Sally is now connected to more than one retailer, she connects to gardening, DIY, and health websites who provide advice on best products. She connects to customer ratings, to product catalogs, to comparative sites. She can ask for the environmental characteristics of the product, check it on the manufacturer’s catalog, and so on. Sally not only receives data, she also provides it. Directly via reviews, social networks, customer relationship interactions. And indirectly via the connected objects she possesses.

What’s even more important, Sally provides data to her retailer without knowing.
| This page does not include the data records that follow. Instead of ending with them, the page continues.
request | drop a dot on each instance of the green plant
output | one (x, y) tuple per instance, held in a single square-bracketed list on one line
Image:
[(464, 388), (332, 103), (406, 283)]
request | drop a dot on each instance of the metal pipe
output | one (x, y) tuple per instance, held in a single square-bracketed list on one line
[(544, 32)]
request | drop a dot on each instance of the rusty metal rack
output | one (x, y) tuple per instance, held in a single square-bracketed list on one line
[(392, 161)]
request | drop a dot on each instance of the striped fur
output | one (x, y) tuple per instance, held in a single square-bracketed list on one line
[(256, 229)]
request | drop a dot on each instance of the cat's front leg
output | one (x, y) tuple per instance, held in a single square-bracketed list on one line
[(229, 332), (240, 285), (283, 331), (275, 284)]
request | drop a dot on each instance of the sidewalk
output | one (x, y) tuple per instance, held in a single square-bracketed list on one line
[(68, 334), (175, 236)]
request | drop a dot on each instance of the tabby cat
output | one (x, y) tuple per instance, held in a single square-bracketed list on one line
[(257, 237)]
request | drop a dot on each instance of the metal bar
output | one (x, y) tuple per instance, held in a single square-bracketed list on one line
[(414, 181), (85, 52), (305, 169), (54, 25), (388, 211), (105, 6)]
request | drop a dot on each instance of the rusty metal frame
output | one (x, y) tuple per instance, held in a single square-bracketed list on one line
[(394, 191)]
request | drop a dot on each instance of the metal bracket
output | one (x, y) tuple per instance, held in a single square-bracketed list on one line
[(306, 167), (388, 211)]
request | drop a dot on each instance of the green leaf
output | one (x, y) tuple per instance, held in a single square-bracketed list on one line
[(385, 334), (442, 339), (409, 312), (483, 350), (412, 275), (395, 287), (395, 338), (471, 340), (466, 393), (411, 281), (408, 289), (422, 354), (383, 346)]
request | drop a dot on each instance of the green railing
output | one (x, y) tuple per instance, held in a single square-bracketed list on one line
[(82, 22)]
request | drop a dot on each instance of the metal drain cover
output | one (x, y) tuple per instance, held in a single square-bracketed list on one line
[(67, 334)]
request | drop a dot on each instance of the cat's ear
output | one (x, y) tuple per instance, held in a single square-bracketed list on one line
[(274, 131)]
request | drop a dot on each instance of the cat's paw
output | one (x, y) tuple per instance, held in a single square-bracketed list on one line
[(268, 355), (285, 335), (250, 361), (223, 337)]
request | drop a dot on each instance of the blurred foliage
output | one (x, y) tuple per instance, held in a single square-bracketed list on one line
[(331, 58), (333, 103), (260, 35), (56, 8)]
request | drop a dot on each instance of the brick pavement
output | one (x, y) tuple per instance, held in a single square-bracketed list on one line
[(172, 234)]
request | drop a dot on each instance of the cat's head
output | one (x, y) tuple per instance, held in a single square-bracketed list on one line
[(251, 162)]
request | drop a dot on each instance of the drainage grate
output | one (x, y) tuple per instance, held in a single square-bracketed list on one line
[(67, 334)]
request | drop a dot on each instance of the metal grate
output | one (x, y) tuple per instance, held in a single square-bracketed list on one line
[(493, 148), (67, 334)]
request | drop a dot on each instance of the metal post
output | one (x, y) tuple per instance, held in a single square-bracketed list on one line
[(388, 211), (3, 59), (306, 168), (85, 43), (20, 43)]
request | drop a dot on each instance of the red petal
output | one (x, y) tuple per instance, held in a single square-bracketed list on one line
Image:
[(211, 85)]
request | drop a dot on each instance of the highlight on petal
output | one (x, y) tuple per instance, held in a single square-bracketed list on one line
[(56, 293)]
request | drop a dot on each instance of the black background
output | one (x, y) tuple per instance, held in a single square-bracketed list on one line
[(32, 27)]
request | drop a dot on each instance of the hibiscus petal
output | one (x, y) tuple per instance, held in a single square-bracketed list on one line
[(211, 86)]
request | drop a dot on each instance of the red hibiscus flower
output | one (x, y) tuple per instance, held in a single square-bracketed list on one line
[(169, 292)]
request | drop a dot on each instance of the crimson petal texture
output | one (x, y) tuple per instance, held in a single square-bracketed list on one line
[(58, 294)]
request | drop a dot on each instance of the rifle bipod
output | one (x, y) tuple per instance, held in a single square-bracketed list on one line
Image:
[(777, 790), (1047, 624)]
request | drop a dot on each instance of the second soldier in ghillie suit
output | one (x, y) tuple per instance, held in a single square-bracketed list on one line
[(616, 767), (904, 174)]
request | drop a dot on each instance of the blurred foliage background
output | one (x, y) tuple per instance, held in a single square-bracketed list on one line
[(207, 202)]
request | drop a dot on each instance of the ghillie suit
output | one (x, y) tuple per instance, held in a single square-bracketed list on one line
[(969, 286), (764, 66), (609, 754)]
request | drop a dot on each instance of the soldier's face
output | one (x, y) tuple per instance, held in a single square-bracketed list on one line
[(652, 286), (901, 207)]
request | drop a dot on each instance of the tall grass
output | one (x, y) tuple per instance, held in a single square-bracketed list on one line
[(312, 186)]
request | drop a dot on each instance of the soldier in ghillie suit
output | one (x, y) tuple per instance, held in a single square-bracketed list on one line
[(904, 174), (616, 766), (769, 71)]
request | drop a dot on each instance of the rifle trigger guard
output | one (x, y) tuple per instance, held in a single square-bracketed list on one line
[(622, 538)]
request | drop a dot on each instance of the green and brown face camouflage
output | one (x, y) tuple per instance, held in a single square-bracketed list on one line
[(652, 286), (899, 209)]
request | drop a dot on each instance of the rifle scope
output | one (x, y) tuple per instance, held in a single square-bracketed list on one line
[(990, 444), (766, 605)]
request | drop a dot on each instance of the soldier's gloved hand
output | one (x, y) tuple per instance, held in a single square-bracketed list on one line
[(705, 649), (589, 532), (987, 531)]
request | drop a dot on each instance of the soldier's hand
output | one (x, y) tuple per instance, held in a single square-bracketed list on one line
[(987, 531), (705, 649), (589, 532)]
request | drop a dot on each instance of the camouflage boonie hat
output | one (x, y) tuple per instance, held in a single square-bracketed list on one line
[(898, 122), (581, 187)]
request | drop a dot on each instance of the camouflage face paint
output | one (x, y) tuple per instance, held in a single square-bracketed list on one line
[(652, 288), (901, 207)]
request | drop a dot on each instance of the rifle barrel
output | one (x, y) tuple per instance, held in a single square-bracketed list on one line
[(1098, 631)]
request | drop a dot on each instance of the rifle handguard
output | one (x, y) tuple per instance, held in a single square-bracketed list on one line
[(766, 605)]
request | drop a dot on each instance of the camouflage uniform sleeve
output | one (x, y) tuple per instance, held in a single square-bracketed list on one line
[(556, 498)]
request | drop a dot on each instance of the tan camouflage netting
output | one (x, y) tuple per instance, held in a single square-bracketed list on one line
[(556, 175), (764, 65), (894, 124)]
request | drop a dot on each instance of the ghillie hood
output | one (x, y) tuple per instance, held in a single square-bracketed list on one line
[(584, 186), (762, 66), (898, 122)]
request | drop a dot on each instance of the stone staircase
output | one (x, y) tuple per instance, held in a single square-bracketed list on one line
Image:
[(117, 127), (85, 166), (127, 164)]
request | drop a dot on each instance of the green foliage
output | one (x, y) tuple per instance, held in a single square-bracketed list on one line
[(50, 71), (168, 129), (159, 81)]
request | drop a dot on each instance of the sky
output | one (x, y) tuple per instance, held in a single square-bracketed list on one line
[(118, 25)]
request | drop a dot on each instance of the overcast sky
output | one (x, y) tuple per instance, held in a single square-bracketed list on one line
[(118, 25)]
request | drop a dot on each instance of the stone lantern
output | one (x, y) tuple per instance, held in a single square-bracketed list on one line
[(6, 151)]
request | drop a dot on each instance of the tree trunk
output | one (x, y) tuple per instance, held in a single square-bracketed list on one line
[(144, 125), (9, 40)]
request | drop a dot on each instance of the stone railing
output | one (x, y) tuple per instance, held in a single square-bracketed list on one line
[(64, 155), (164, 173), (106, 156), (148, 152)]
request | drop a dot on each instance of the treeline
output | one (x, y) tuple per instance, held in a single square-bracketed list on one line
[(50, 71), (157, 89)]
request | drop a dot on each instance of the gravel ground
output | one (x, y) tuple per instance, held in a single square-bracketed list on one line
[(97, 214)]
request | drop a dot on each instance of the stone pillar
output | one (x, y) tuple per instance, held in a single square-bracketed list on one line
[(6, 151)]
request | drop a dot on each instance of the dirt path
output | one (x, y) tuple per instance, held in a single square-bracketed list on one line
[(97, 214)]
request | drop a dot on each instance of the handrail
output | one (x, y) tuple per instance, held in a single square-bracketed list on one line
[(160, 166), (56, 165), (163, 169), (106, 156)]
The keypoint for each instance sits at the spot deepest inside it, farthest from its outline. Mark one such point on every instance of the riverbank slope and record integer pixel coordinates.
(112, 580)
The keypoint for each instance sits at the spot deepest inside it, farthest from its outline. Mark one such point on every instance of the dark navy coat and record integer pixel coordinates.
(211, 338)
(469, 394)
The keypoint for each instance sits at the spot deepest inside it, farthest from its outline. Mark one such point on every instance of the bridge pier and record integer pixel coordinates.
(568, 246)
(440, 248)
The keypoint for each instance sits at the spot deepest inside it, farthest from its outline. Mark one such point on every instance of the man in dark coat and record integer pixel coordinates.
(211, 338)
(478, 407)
She has recently been in contact with a real estate agency to purchase a house in Sussex County, and this event in the life of Sally, as many other life events, happens to be of particular interest to her DIY retailer, because they can then anticipate her need for wall paint, wood flooring, and a lawn mower.

Sally’s retailer knows that, now, in this digital age, the customer experience is ecosystem-driven, where customers are in the middle of a myriad of interactions, being consumers as well as producers in these new expanded ecosystems. A real “customer centric” customer experience puts the customer at the heart of a network of interactions.

Sally’s retailer has successfully built a platform that connects a large part of the retail ecosystem organizations – suppliers to the Nth level, customers and potential customers, logistics providers, weather forecasting data, government statistics, dealerships, distributors, real-estate agencies, local farmers and so on. The immediate value to each one of these players will be the access to an up-to-date directory of all, with business addresses as well as technical addresses for B2B connectivity.  Add to this accessibility to supply chain events that would allow end-to-end visibility and provide anticipated alerts. Any party can also leverage historical data, on returns and usage for example, and combine this with government sources on average wealth per region, to anticipate on future purchase behaviors.

The retailer can also invite members to collaborate on the capabilities of the new products customers want to see, increasingly use social media to be seen as inclusive by audiences, and leverage mobile technology to provide customers with a seamless experience across all touch points, both online and offline.

Just before Sally moved to her new house, she was pleasantly surprised that her retailer proposed her advice on wall paint and lawn mowers, and of course accompanied her all the way to the purchase, and beyond, because she received proposals from qualified gardeners and craftsmen to help her out.